Thanks, Clive for your response.
The backtesting I mentioned was not sophisticated in any way. I had just subscribed to TC-2000 (Worden Bros) software and looked at long-term charts to find stocks that had a price history of many ups and downs. I then went to the first day of data available on TC-2000 and "bought" $10,000 of stock for Buy&Hold and $5,000 of stock for AIM. I then kept track of it on a 13 column pad, checked the AIM function at every day's price, and performed the action requested by AIM.

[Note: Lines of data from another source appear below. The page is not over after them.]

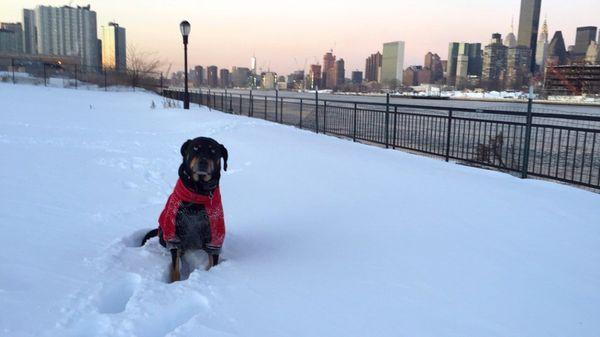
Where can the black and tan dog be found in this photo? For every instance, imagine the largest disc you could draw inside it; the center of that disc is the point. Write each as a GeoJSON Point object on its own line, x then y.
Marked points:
{"type": "Point", "coordinates": [193, 216]}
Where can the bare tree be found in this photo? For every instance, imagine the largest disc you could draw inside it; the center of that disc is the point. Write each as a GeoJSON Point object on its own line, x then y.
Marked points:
{"type": "Point", "coordinates": [141, 65]}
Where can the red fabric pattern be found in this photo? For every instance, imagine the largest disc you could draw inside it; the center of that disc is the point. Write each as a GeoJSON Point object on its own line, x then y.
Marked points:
{"type": "Point", "coordinates": [213, 206]}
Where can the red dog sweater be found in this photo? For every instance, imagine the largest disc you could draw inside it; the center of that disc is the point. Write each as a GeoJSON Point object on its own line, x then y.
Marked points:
{"type": "Point", "coordinates": [214, 210]}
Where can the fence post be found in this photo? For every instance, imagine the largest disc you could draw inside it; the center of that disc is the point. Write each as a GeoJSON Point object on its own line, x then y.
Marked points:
{"type": "Point", "coordinates": [324, 117]}
{"type": "Point", "coordinates": [395, 127]}
{"type": "Point", "coordinates": [301, 113]}
{"type": "Point", "coordinates": [354, 123]}
{"type": "Point", "coordinates": [317, 109]}
{"type": "Point", "coordinates": [448, 133]}
{"type": "Point", "coordinates": [161, 87]}
{"type": "Point", "coordinates": [387, 120]}
{"type": "Point", "coordinates": [251, 104]}
{"type": "Point", "coordinates": [12, 66]}
{"type": "Point", "coordinates": [527, 134]}
{"type": "Point", "coordinates": [276, 104]}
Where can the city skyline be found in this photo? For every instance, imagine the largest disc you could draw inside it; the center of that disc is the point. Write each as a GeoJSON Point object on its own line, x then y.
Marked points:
{"type": "Point", "coordinates": [290, 42]}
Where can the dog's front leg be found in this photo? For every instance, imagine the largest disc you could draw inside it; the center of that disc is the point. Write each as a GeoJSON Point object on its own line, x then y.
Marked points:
{"type": "Point", "coordinates": [175, 263]}
{"type": "Point", "coordinates": [213, 260]}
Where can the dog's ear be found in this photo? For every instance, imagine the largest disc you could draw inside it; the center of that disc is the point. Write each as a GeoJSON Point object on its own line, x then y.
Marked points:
{"type": "Point", "coordinates": [225, 156]}
{"type": "Point", "coordinates": [184, 147]}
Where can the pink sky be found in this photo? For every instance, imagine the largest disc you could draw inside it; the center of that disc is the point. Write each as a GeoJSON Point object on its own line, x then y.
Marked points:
{"type": "Point", "coordinates": [286, 34]}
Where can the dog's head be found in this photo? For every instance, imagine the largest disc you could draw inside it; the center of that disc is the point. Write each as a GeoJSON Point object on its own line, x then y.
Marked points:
{"type": "Point", "coordinates": [202, 161]}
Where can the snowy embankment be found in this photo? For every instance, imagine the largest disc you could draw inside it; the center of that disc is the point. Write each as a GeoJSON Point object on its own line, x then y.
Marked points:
{"type": "Point", "coordinates": [324, 237]}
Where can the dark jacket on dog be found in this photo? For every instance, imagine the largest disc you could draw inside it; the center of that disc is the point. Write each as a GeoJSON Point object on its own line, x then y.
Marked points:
{"type": "Point", "coordinates": [194, 218]}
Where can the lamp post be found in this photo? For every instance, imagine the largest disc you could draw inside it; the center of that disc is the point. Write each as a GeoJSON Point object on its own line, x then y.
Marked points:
{"type": "Point", "coordinates": [185, 28]}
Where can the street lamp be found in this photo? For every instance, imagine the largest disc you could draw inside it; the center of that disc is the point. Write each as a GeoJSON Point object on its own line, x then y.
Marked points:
{"type": "Point", "coordinates": [185, 28]}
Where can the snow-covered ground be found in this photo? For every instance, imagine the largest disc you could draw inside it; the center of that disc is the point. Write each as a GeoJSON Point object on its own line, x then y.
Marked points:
{"type": "Point", "coordinates": [324, 237]}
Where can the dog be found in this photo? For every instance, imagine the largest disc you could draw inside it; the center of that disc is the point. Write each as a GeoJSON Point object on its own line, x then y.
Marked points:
{"type": "Point", "coordinates": [193, 215]}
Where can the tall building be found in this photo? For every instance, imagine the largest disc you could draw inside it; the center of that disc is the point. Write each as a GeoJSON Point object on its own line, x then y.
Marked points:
{"type": "Point", "coordinates": [542, 48]}
{"type": "Point", "coordinates": [583, 38]}
{"type": "Point", "coordinates": [494, 64]}
{"type": "Point", "coordinates": [474, 55]}
{"type": "Point", "coordinates": [434, 63]}
{"type": "Point", "coordinates": [328, 72]}
{"type": "Point", "coordinates": [557, 52]}
{"type": "Point", "coordinates": [314, 77]}
{"type": "Point", "coordinates": [592, 56]}
{"type": "Point", "coordinates": [240, 77]}
{"type": "Point", "coordinates": [373, 68]}
{"type": "Point", "coordinates": [269, 80]}
{"type": "Point", "coordinates": [198, 76]}
{"type": "Point", "coordinates": [29, 32]}
{"type": "Point", "coordinates": [392, 65]}
{"type": "Point", "coordinates": [224, 78]}
{"type": "Point", "coordinates": [253, 64]}
{"type": "Point", "coordinates": [63, 31]}
{"type": "Point", "coordinates": [529, 21]}
{"type": "Point", "coordinates": [114, 47]}
{"type": "Point", "coordinates": [13, 33]}
{"type": "Point", "coordinates": [462, 71]}
{"type": "Point", "coordinates": [410, 76]}
{"type": "Point", "coordinates": [340, 72]}
{"type": "Point", "coordinates": [211, 76]}
{"type": "Point", "coordinates": [357, 77]}
{"type": "Point", "coordinates": [511, 40]}
{"type": "Point", "coordinates": [518, 61]}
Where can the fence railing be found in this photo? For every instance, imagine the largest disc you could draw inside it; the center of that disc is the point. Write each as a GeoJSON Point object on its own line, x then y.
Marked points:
{"type": "Point", "coordinates": [31, 70]}
{"type": "Point", "coordinates": [556, 146]}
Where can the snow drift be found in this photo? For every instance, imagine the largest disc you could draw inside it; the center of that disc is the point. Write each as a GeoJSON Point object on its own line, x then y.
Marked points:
{"type": "Point", "coordinates": [324, 237]}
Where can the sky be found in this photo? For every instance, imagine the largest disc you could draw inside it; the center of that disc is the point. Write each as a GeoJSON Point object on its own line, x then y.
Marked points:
{"type": "Point", "coordinates": [286, 35]}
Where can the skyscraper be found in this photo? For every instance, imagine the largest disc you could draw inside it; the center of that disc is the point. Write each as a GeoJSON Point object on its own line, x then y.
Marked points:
{"type": "Point", "coordinates": [253, 64]}
{"type": "Point", "coordinates": [211, 76]}
{"type": "Point", "coordinates": [474, 54]}
{"type": "Point", "coordinates": [373, 68]}
{"type": "Point", "coordinates": [583, 38]}
{"type": "Point", "coordinates": [224, 78]}
{"type": "Point", "coordinates": [529, 21]}
{"type": "Point", "coordinates": [29, 32]}
{"type": "Point", "coordinates": [462, 71]}
{"type": "Point", "coordinates": [17, 35]}
{"type": "Point", "coordinates": [314, 77]}
{"type": "Point", "coordinates": [434, 63]}
{"type": "Point", "coordinates": [392, 65]}
{"type": "Point", "coordinates": [340, 72]}
{"type": "Point", "coordinates": [63, 31]}
{"type": "Point", "coordinates": [328, 70]}
{"type": "Point", "coordinates": [198, 76]}
{"type": "Point", "coordinates": [557, 52]}
{"type": "Point", "coordinates": [518, 61]}
{"type": "Point", "coordinates": [114, 47]}
{"type": "Point", "coordinates": [494, 64]}
{"type": "Point", "coordinates": [542, 47]}
{"type": "Point", "coordinates": [357, 77]}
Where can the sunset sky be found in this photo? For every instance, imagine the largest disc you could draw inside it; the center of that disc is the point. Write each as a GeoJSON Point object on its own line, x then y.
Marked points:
{"type": "Point", "coordinates": [286, 34]}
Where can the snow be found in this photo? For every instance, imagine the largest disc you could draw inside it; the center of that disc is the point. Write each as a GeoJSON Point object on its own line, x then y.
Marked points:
{"type": "Point", "coordinates": [325, 237]}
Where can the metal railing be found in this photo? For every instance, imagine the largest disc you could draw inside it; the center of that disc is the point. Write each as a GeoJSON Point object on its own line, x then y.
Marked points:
{"type": "Point", "coordinates": [555, 146]}
{"type": "Point", "coordinates": [31, 70]}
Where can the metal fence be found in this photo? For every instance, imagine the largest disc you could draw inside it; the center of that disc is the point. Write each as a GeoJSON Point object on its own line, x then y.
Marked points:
{"type": "Point", "coordinates": [555, 146]}
{"type": "Point", "coordinates": [54, 73]}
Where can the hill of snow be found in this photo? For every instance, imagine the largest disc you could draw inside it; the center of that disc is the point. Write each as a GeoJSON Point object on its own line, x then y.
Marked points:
{"type": "Point", "coordinates": [324, 237]}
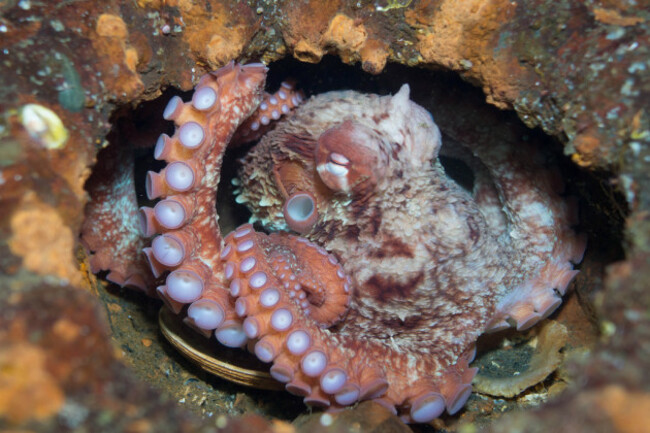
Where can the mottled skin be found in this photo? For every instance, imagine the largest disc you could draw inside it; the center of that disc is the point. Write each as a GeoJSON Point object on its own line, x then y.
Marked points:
{"type": "Point", "coordinates": [404, 268]}
{"type": "Point", "coordinates": [410, 239]}
{"type": "Point", "coordinates": [430, 262]}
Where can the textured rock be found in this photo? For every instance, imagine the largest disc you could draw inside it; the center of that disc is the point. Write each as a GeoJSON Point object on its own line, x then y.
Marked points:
{"type": "Point", "coordinates": [578, 70]}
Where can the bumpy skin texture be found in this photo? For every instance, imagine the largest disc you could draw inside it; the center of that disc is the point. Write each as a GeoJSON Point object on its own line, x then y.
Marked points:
{"type": "Point", "coordinates": [399, 270]}
{"type": "Point", "coordinates": [432, 266]}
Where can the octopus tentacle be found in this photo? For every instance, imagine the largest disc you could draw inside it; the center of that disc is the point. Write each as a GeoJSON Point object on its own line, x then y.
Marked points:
{"type": "Point", "coordinates": [111, 222]}
{"type": "Point", "coordinates": [272, 108]}
{"type": "Point", "coordinates": [189, 245]}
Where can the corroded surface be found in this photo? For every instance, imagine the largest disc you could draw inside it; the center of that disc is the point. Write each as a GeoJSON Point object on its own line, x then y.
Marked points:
{"type": "Point", "coordinates": [577, 69]}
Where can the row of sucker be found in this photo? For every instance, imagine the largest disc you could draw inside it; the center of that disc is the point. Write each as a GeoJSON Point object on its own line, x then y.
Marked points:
{"type": "Point", "coordinates": [271, 109]}
{"type": "Point", "coordinates": [188, 243]}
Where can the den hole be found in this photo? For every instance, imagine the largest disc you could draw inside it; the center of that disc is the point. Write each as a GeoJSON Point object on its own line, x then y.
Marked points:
{"type": "Point", "coordinates": [449, 99]}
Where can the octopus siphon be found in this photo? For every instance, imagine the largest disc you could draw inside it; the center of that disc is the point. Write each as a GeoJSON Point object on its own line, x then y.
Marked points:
{"type": "Point", "coordinates": [376, 272]}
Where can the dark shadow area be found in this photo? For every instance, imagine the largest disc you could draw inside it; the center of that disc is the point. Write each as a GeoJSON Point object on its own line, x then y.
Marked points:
{"type": "Point", "coordinates": [456, 107]}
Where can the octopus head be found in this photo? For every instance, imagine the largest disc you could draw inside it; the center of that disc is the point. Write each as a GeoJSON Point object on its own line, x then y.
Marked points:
{"type": "Point", "coordinates": [338, 149]}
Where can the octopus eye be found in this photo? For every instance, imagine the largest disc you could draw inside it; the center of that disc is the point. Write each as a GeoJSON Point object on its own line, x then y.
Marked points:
{"type": "Point", "coordinates": [300, 211]}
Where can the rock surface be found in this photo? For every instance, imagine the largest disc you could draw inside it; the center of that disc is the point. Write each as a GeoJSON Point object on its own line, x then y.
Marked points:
{"type": "Point", "coordinates": [70, 69]}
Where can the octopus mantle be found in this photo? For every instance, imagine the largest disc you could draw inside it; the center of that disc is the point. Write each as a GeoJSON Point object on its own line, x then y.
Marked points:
{"type": "Point", "coordinates": [399, 269]}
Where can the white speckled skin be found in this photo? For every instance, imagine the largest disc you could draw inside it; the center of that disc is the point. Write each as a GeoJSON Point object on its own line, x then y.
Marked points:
{"type": "Point", "coordinates": [433, 266]}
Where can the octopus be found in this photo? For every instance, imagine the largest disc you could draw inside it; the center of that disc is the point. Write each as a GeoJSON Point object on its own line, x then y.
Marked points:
{"type": "Point", "coordinates": [375, 271]}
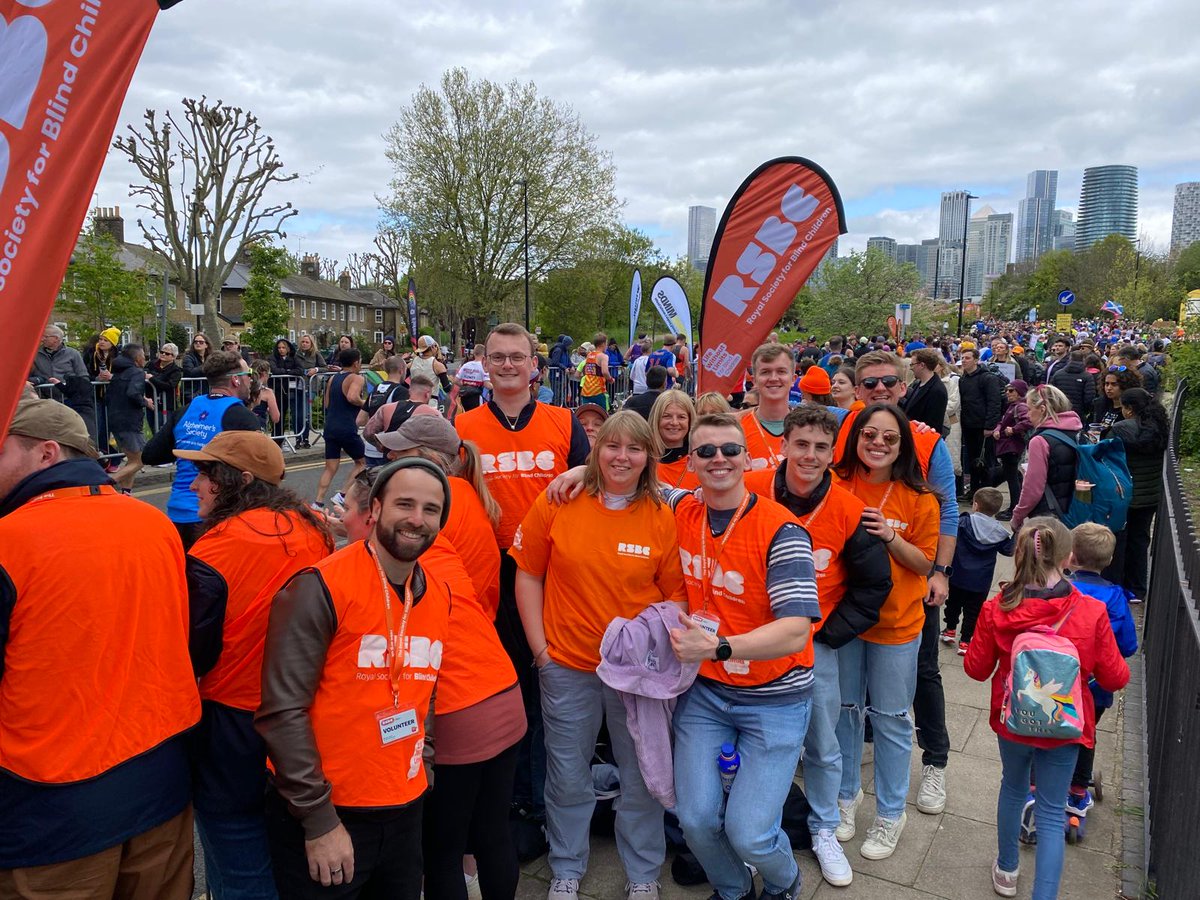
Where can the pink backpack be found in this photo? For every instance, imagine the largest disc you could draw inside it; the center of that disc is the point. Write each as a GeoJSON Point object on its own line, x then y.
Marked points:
{"type": "Point", "coordinates": [1043, 695]}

I don't recall for certain, but believe the data went back to 1992. I followed each step through to the "current" data for each of about 15 stocks. This was very labor intensive. Then I simply compared what B&H and AIM were worth on that last day for each of the stocks. The conclusion was that B&H outperformed AIM because the total value was higher at the end. No IRR, no ROCAR, no consideration of how much of my Portfolio was at risk at any particular time, just higher total value at the end of the test. I did this during the span of Aug-Oct, 2000. Six months earlier or six months later may have led to a different conclusion.
As I stated, I was a beginning investor (naive). Didn't even know the 90's had been an extended Bull Market (ergo: my comment that years later Tom's Vealie and I-Wave made me reconsider AIM). It told me that my backtesting didn't take the "Bull" Market into account. I believe that Mr. Lichello concluded something similar with AIM-HI.